# Mullet fishing gone bad !



## Cosson-Gigs (Dec 12, 2012)

This is what happened last Thursday to my neighbor trying to catch mullet in rough water without having a bilge pump ! He sank 300 yards off shore, we had just drug it to the hill.


----------



## eastbayking (Feb 2, 2013)

Atleast the guy in the boat is having a good time.


----------



## Night Shift (Nov 5, 2012)

Did he at least get any mullet? Crappy luck, I hate that for anyone.


----------



## flounderslayerman (Jun 3, 2011)

Well that's no fun.


----------



## Cosson-Gigs (Dec 12, 2012)

eastbayking said:


> Atleast the guy in the boat is having a good time.
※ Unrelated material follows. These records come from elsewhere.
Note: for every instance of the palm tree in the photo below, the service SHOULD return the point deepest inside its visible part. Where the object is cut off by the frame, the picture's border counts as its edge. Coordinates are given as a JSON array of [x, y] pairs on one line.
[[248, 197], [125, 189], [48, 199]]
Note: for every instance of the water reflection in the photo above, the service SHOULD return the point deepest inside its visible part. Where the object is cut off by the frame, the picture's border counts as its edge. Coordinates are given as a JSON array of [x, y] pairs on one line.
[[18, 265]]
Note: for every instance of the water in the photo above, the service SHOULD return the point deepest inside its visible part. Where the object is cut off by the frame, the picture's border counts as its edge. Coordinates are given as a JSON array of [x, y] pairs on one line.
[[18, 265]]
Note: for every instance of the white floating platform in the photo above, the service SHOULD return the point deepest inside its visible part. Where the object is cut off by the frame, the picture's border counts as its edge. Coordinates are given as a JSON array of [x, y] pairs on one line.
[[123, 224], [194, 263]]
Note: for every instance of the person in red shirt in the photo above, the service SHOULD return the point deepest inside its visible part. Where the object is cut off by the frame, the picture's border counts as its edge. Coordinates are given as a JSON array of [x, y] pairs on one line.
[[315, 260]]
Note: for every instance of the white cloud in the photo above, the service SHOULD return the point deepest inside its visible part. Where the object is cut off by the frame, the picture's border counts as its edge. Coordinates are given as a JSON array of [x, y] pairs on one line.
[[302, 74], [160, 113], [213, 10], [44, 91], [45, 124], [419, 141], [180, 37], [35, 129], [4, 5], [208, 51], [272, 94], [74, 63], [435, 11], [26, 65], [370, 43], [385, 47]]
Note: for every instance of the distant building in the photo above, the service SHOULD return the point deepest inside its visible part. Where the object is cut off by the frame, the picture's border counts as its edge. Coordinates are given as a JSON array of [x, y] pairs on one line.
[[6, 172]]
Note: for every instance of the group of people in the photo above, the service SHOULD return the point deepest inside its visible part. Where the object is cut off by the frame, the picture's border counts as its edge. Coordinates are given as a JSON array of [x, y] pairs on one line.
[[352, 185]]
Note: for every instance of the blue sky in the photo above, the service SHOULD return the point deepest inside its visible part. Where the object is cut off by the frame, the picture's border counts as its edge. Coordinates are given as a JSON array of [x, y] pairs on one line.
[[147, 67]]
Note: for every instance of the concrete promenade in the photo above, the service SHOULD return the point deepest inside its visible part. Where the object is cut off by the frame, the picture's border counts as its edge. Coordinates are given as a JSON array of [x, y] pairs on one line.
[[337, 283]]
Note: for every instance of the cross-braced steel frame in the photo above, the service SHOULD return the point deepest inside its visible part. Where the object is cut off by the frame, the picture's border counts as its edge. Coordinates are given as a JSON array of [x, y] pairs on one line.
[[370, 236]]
Yea, the guy in the boat was poking fun at the guy who sank, he is more stubborn than Me !!! the guy in the boat !!! If I only had my video camera to video the event ??? We were laughing but it could have been a serious accident or even a drowning? but since we were all ok, we really gave him trouble for sinking !!! Hey Ron, he did salvage the icebox with 50 mullet , very expensive fish that day !!!!!!!!!!!!!!!!!


----------



## Flounder9.75 (Sep 28, 2007)

No fun


----------



## Spoolin Up (May 3, 2011)

Glad everyone is ok


----------



## drifterfisher (Oct 9, 2009)

Bilge pumps should be OEM on any boat. Why anyone would go out without on is beyond me. Glad everyone made it out ok.


----------



## mark- (Jun 23, 2013)

dang


----------



## Five Prongs Of Fury (Apr 15, 2008)

That could have turned out real bad, real quick. Glad everyone was able to laugh about it. A bilge pump might have helped, but under the right conditions, in a Jon boat, it would have sunk right along with it. All it takes is one big one over the bow and shows over...


----------